As retired NASA-JSC engineer Alex Pope explains, “fossil fuels and fossil fuel products have made life better for billions of people on this Earth…. This better life is due to energy from fossil fuels and to fossil fuel products, especially plastic products… The war against fossil fuels and fossil fuel products is all the same war. I think they know they are losing many parts of the war against using fossil fuels for energy,” so now they are cranking up the war against vital fossil fuel products that enhance and safeguard lives.
EDN wants “100% recycling of plastics.” Goreham brushed this idea aside. “100% recycling of plastics is not an economically sound policy. Either landfilling, incinerating, composting or recycling plastics is best, based on cost and applicability. Today’s landfills are environmentally friendly in modern nations.”
EDN wants people to “reduce, refuse, reuse, recycle and remove plastics.” Driessen says “this will work in some places and cultures. But where people have no food, sanitation, clean water, jobs, electricity or real hope for the future, do you really think they will worry incessantly about plastics?”
The first Earth Day was held on 22 April 1970 in response to the legitimate concerns of millions of people that reducing air, land and water pollution needed to happen more quickly. The movement grew, until today Earth Day Network president Kathleen Rogers estimates that “more than 1 billion people in 192 countries now take part in what is the largest civic-focused day of action in the world.”
This should surprise no one. All sensible people are environmentalists. We want to enjoy clean air, land and water, and we like to think future generations will live in an even better environment. These were the original Earth Day objectives, and I am happy to have presented at Earth Day events in the early 1990s.
However, as Henry Miller and Jeff Stier observe in a Fox News article, “In recent years, Earth Day has devolved into an occasion for professional environmental activists and alarmists to warn of apocalypse, dish up anti-technology dirt, and proselytize. Passion and zeal now trump science, and provability takes a back seat to plausibility.” That is sending science and rational thinking backward hundreds of years.

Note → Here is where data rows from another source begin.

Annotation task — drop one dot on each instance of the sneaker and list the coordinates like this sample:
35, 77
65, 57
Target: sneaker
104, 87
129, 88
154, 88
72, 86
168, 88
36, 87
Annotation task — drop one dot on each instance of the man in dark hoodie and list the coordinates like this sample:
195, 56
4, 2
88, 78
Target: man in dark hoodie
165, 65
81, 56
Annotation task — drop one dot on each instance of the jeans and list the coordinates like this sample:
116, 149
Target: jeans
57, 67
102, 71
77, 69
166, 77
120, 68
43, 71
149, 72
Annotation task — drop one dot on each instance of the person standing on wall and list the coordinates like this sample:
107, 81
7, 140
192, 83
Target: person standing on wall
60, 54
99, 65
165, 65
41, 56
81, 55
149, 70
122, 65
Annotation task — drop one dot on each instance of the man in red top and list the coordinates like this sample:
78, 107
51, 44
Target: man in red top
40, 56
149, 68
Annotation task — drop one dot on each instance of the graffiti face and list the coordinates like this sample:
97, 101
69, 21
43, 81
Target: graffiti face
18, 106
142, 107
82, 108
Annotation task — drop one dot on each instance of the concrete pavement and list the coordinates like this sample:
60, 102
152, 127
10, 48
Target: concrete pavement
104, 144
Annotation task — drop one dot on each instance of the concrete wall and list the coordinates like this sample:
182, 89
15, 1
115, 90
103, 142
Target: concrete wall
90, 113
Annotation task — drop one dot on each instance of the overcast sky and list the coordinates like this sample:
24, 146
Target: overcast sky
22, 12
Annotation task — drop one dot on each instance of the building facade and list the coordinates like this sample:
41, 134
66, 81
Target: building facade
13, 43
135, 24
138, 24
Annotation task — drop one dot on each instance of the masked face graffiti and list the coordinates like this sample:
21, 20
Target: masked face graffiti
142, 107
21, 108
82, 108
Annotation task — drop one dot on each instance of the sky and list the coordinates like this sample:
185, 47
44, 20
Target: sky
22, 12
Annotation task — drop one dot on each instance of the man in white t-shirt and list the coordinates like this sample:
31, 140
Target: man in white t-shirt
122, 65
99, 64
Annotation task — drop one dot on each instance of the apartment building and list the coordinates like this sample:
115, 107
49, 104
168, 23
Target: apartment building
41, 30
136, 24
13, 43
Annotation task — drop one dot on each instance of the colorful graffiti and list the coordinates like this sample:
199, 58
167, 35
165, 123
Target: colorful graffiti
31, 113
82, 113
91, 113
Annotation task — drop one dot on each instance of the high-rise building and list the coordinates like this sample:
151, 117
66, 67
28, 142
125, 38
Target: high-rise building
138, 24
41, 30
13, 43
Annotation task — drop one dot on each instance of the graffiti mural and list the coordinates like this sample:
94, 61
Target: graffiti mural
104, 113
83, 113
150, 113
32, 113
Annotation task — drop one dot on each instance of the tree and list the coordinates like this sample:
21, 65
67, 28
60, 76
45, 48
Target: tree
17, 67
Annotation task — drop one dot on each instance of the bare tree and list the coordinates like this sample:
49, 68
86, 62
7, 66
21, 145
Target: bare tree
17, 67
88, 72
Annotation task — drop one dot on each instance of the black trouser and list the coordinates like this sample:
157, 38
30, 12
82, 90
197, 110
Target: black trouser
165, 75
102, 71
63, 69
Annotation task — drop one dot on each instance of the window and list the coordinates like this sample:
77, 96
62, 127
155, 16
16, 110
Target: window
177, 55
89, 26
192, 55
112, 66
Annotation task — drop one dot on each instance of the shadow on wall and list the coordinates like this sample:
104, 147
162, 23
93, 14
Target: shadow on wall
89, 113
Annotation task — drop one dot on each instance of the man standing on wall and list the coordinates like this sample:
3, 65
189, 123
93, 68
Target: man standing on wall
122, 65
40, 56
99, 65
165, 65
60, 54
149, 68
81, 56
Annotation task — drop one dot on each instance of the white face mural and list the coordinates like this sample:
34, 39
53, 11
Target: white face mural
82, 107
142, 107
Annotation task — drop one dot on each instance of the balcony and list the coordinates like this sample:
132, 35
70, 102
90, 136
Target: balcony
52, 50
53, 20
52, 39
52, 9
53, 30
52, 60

All this demonstrates the wisdom of Environmental Protection Agency Administrator Scott Pruitt’s proposed rule to require that data underlying scientific studies used to justify federal environment and energy policies be open to public inspection and criticism. This means actual evidence, full independent peer review, and data, methodologies, computer codes and algorithms will no longer be kept secret.
Sterling Burnett, senior fellow for environment and energy policy at The Heartland Institute, calls Pruitt’s proposal “one small step for regulatory reform, one giant leap for scientific integrity and political transparency.” EDN and its allied groups should have to prove plastics are dangerous pollutants, before governments take any actions against them.
Meanwhile, Goreham reminds us how important plastics are to health and safety in modern societies. “They are a miracle material. We fabricate food containers, boat paddles, shoes, heart valves, pipes, toys, protective helmets and smart phones from plastic.”
Even EDN and some other anti-plastics groups seem to recognize that plastics are indispensable for numerous applications, since they also call for manufacturing these products. They just want them made from manmade hydrocarbons (biofuels, et cetera), instead of from the oil and natural gas that Mother Nature created and left beneath Earth’s surface for humanity to use to improve our lives in countless ways.
Hopefully, applying Pruitt’s new rule, and ignoring the groundless claims of extreme eco-activists, will ensure that plastics are with us for a long time to come.
Tom Harris is executive director of the Ottawa, Ontario-based International Climate Science Coalition.